Rancho la Azufrosa, Aldama, Tamaulipas, Mexico
Reporting from Zacaton Basecamp
We awoke early to the knowledge that the bot was dead until we resolved the disconnect board issue. John Kerr began a continuous stream of emails with Nigel Jones back in the states while Vickie Siegel, myself, and two visitors coming north from the 2007 Tabasco caving expedition made our way into Aldama (the nearest town) in search of a Mexican cell phone to see if we could get voice communications out from the ranch. We considered Skype but it doesn’t work well when run off satellite relay (we were using a customized version of a HughesNet link).
Above: Nacho, the main ranch hand at Rancho la Azufrosa, brings over one of many loads of sand used to level out the “bot garage” so that sheets of plywood could be laid down to serve as a surface for maneuvering the bot (it’s lower orange frame rides on four heavy shop casters, but these need a flat surface to work on.
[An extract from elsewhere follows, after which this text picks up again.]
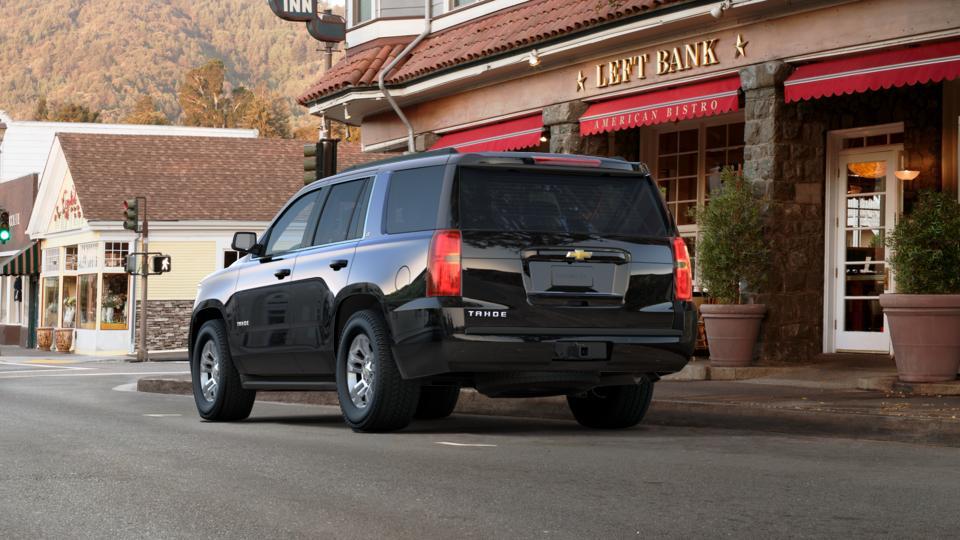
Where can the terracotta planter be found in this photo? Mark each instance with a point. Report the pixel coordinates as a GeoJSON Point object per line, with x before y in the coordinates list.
{"type": "Point", "coordinates": [44, 338]}
{"type": "Point", "coordinates": [925, 331]}
{"type": "Point", "coordinates": [732, 331]}
{"type": "Point", "coordinates": [64, 339]}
So off we went while John continued his asynchronous stream of emails with Nigel (our lead embedded systems electrical engineer). A plan was developed to produce more boards. Component parts were FedExed to Jones and he spent most of the day assembling the prototype boards – a tedious process that involved placing 2×3 mm surface mount chips on the board and using a large magnifying lens to help with guiding a fine point soldering iron to get all the chip pins properly soldered to their respective pads on the board. Nigel also programmed the onboard logic chips and then re-FedExed them to Harlingen, Texas where, if all went according to plan, they would be picked up by Marcus Gary who was due to begin driving back on February 2.
Above: John Kerr debugs the disconnect board following email discussions with Nigel Jones.